Other ones we thought of

Platinum Games: Manufacturers of🌠 reaꦅlly expensive, high-classboard games made entirely out of precious metals.

Valve Corporation: A plumbing supplies outfit.

Llamasoft: A plush toy manufacturer, supplying exclu💧sivelyto zoo and safari park gift shops.

澳洲幸运5开奖号码历史查询:Naughty Dog: A pet discipline school.

Core design: A freelance engineering team specialising in the🌊 building of nuclear power plants.

Splash Damage: An outsourcing supply service for be🌱aches and swimming⭕ pools in need of life guards, due to accident or injury.

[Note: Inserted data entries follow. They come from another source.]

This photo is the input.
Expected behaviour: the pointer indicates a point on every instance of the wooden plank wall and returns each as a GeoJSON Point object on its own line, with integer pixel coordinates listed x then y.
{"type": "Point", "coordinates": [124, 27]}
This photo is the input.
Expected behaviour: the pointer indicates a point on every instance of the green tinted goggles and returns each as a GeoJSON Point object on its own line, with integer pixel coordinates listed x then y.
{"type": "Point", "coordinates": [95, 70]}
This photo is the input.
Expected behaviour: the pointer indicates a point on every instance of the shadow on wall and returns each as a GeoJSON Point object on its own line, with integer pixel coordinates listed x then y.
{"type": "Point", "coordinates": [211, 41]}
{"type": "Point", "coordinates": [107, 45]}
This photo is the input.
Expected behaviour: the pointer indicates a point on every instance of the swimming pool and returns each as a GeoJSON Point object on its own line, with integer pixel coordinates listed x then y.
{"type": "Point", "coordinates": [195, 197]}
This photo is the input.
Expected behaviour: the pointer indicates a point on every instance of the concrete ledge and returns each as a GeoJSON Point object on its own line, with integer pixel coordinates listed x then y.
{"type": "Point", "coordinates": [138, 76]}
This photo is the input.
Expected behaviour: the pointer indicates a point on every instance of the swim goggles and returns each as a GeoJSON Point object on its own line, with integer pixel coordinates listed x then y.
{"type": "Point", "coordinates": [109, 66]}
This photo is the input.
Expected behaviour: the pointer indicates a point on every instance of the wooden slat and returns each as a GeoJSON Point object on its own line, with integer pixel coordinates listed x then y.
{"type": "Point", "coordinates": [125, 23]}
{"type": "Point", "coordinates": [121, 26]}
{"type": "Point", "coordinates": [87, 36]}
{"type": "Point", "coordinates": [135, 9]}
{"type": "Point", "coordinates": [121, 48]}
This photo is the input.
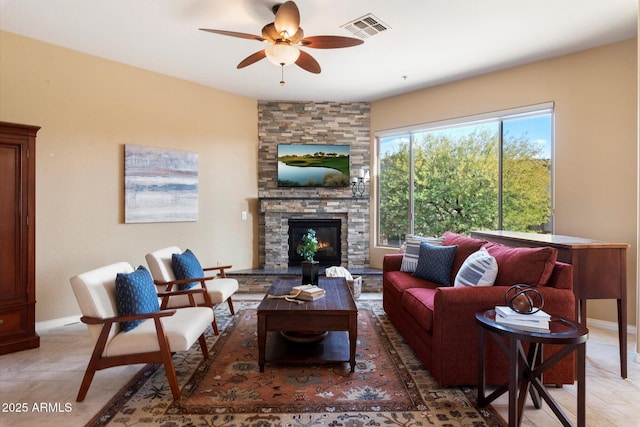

So that's our thoroughly silly morning's work. But what about your ideas? Are there any devs, publishers, or hell, even individuals in the games industry whose names you think imply a whole different sideline? Be asridiculous and obscure as you want (hey, we're leading by example here), let us know about them in the comments or via our portals onand, and if we get enough ideas, we might run a follow-up feature.

Long-time GR+ writer Dave has been gaming with immense dedication ever since he failed dismally at some '80s arcade racer on a childhood day at the seaside (due to being too small to reach the controls without help). These days he's an enigmatic blend of beard-stroking narrative discussion and hard-hitting Psycho Crushers.